I guess one has to start from what one's familiar with and then go on with it, Awoonor and Anyidoho have made the Ewe dirge their own. If you take a cursory look at any collection of African poetry, e.g. Poets of Black Africa ed. by Soyinka, the selection runs the gamut: from incantations, through praise poetry to songs of abuse, libation etc.
It is also important to look at critical writings relating to the individual writers we like. One always learns more.
Sometimes even the best critics may not be the best writers, and Chinweizu is a case in point. He may be one of the best critics, but his own poetry leaves much to be desired.

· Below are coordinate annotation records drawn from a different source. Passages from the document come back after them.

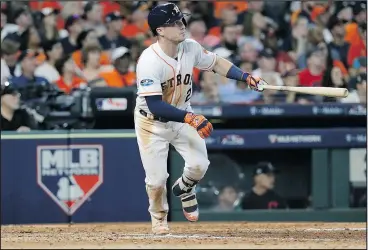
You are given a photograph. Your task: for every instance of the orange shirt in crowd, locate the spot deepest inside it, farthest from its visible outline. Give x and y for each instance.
(114, 79)
(77, 57)
(357, 49)
(351, 33)
(67, 88)
(109, 6)
(215, 31)
(241, 6)
(341, 66)
(306, 79)
(131, 30)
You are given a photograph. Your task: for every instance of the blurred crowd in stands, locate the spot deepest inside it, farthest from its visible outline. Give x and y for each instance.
(298, 43)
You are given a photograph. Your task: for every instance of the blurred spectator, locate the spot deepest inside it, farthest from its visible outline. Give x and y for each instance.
(91, 55)
(295, 44)
(333, 77)
(359, 19)
(12, 117)
(197, 29)
(338, 47)
(53, 51)
(284, 63)
(249, 53)
(88, 38)
(358, 90)
(121, 75)
(358, 47)
(28, 63)
(262, 195)
(68, 78)
(228, 40)
(73, 24)
(6, 28)
(48, 29)
(9, 57)
(93, 18)
(226, 199)
(209, 89)
(113, 39)
(137, 26)
(267, 66)
(313, 74)
(22, 19)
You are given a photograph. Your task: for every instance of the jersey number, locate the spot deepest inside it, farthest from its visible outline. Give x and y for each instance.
(189, 92)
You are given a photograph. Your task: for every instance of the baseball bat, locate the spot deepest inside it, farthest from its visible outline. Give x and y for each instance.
(322, 91)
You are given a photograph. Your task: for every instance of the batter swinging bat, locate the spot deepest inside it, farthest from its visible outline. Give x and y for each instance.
(323, 91)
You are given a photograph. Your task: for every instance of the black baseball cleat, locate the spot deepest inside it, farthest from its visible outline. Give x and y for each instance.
(188, 198)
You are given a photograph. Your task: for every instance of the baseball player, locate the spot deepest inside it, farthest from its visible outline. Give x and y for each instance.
(163, 114)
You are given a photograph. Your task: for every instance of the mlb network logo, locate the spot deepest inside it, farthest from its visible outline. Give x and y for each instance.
(69, 174)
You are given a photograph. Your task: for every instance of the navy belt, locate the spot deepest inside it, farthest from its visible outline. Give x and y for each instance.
(156, 118)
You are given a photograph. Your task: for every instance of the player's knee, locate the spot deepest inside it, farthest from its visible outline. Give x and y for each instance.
(157, 182)
(202, 165)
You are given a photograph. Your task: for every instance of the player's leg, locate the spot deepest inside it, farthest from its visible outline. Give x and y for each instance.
(154, 151)
(194, 152)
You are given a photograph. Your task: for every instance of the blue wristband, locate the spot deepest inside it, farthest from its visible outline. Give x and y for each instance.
(236, 74)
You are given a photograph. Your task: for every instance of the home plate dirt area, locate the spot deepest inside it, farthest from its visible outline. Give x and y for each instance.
(241, 235)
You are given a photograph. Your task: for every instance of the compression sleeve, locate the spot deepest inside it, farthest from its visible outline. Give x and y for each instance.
(164, 110)
(236, 74)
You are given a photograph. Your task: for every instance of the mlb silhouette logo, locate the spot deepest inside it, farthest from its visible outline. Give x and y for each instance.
(70, 174)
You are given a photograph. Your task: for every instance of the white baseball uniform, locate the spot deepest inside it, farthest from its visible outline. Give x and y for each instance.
(159, 74)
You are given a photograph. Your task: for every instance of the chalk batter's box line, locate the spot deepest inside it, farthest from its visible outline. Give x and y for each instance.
(66, 136)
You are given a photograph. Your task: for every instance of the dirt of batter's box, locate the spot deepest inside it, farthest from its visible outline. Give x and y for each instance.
(200, 235)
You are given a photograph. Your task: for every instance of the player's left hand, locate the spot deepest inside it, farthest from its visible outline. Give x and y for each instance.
(200, 123)
(255, 83)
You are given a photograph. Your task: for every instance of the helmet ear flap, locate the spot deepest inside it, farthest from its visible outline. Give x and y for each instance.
(184, 21)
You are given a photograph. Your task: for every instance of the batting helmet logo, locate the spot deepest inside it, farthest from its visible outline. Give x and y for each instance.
(162, 14)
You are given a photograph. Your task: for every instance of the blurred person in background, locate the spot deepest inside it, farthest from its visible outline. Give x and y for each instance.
(314, 39)
(48, 28)
(121, 75)
(358, 47)
(87, 38)
(28, 63)
(228, 40)
(198, 31)
(249, 53)
(333, 77)
(295, 44)
(9, 58)
(270, 96)
(226, 199)
(313, 74)
(209, 93)
(359, 18)
(22, 19)
(53, 51)
(262, 195)
(358, 90)
(93, 18)
(339, 47)
(137, 25)
(68, 79)
(12, 117)
(267, 66)
(284, 63)
(112, 39)
(6, 28)
(91, 55)
(73, 24)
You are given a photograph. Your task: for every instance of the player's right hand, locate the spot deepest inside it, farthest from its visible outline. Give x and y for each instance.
(200, 123)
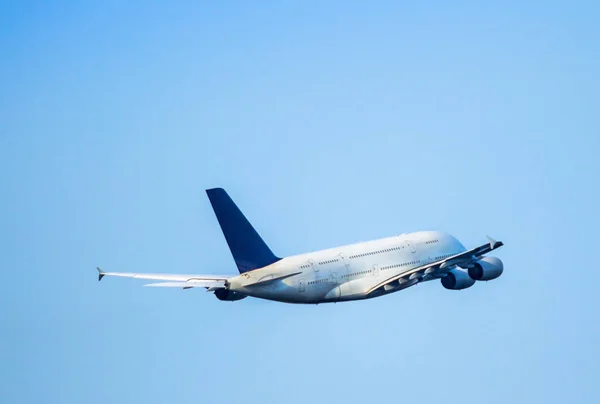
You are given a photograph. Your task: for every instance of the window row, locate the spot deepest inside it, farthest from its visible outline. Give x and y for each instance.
(357, 273)
(402, 265)
(328, 262)
(376, 252)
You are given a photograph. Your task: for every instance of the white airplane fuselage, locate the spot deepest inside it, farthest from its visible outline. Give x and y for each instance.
(348, 272)
(352, 272)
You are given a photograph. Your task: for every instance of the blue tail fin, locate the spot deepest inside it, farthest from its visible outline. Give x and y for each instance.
(248, 249)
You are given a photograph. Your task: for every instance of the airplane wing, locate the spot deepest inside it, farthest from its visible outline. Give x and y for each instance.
(210, 282)
(437, 268)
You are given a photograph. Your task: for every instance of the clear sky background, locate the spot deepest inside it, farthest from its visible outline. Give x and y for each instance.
(328, 124)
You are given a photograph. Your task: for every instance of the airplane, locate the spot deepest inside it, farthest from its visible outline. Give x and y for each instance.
(351, 272)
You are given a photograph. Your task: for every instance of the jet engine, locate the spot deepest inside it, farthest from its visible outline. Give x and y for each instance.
(457, 279)
(486, 269)
(228, 295)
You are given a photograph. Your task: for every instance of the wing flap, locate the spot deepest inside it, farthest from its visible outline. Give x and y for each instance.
(164, 277)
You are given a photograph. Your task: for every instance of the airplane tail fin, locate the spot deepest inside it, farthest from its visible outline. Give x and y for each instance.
(247, 247)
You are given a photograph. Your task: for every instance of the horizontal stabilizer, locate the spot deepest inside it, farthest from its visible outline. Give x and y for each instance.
(189, 284)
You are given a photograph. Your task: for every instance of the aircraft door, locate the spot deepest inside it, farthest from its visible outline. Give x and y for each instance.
(346, 263)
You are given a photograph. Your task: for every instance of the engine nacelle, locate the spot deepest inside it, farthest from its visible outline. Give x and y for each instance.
(457, 279)
(228, 295)
(486, 269)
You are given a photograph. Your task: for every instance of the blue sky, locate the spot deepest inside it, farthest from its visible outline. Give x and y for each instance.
(327, 124)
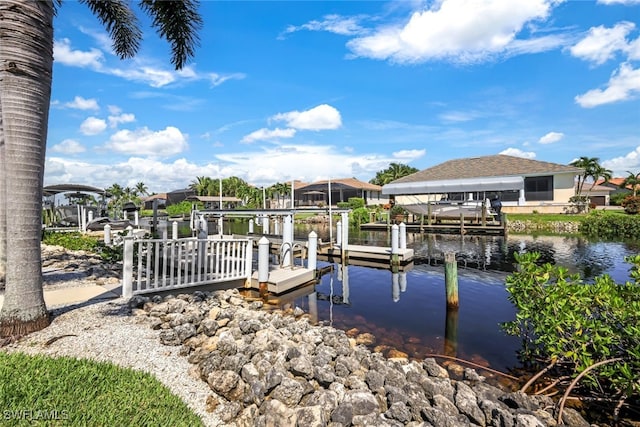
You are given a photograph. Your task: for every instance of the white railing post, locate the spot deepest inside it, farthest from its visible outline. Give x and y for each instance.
(395, 258)
(127, 268)
(287, 243)
(248, 263)
(107, 235)
(174, 230)
(312, 256)
(263, 265)
(395, 287)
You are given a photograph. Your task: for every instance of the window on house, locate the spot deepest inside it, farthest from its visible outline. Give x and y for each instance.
(538, 188)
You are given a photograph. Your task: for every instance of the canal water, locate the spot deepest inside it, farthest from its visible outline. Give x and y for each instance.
(406, 311)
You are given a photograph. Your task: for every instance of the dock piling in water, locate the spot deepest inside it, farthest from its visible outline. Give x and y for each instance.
(451, 279)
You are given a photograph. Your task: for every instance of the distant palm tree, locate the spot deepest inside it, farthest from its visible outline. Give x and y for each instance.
(26, 55)
(141, 189)
(599, 172)
(589, 165)
(633, 181)
(393, 172)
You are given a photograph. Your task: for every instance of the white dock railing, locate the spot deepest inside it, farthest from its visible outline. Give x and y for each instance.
(155, 265)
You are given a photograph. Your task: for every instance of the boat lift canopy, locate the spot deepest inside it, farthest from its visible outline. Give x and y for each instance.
(500, 183)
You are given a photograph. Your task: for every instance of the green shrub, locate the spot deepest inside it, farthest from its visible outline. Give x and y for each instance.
(561, 319)
(611, 226)
(631, 204)
(182, 208)
(617, 198)
(356, 202)
(359, 216)
(73, 240)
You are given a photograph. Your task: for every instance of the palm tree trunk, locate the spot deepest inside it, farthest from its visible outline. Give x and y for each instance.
(26, 61)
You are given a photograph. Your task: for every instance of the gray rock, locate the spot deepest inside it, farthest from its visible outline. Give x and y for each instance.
(527, 420)
(571, 417)
(433, 369)
(227, 411)
(209, 327)
(343, 414)
(399, 411)
(445, 405)
(301, 366)
(223, 381)
(374, 379)
(289, 392)
(324, 375)
(278, 414)
(184, 331)
(437, 385)
(519, 400)
(363, 402)
(311, 416)
(169, 337)
(466, 401)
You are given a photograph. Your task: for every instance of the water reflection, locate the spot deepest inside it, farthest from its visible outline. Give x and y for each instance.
(406, 310)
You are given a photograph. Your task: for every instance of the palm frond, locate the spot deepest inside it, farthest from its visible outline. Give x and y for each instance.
(178, 22)
(121, 23)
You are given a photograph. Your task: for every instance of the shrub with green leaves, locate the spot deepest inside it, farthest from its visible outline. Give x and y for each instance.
(359, 216)
(182, 208)
(560, 318)
(611, 226)
(72, 240)
(356, 202)
(631, 205)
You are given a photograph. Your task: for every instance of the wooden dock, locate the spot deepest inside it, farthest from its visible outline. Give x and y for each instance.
(472, 229)
(284, 279)
(375, 254)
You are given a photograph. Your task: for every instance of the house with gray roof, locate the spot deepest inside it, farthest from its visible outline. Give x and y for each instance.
(522, 185)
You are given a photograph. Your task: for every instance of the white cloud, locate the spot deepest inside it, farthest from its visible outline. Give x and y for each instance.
(81, 103)
(144, 142)
(601, 44)
(551, 137)
(115, 120)
(93, 126)
(265, 134)
(346, 26)
(321, 117)
(620, 165)
(624, 84)
(68, 146)
(518, 153)
(277, 163)
(217, 79)
(63, 53)
(457, 30)
(627, 2)
(408, 155)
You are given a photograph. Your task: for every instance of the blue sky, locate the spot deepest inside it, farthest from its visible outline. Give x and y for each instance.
(311, 90)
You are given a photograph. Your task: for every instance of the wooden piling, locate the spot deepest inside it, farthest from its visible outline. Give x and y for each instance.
(451, 332)
(451, 279)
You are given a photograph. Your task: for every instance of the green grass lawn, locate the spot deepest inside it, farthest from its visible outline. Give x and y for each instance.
(40, 390)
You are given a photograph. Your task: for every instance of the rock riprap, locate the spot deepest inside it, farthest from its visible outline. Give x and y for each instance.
(269, 368)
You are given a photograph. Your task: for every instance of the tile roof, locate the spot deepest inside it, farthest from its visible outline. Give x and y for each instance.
(487, 166)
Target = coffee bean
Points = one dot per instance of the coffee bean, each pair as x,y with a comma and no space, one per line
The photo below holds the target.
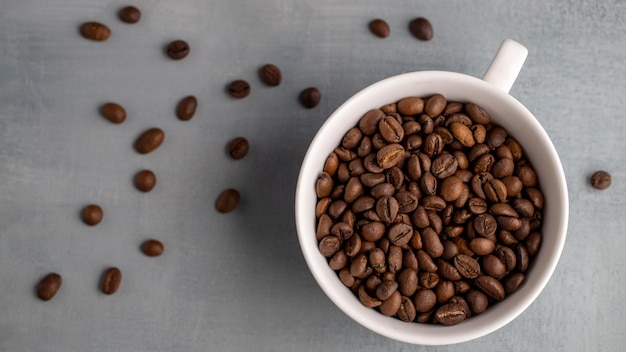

A look at the poetry logs on this site makes one thing clear: that our choices of the poets we like/read are rather narrow (you guys can crucify me for that), but everyone including myself, probably likes Awoonor, Brew, Anyidoho, etc. Our choices are also limited by region: West Africans read west African poetry, Southern Africans read Southern African poets. There are others out there too, and I think broadening these would in turn, help in broadening our own writing. But enough of my lecturing.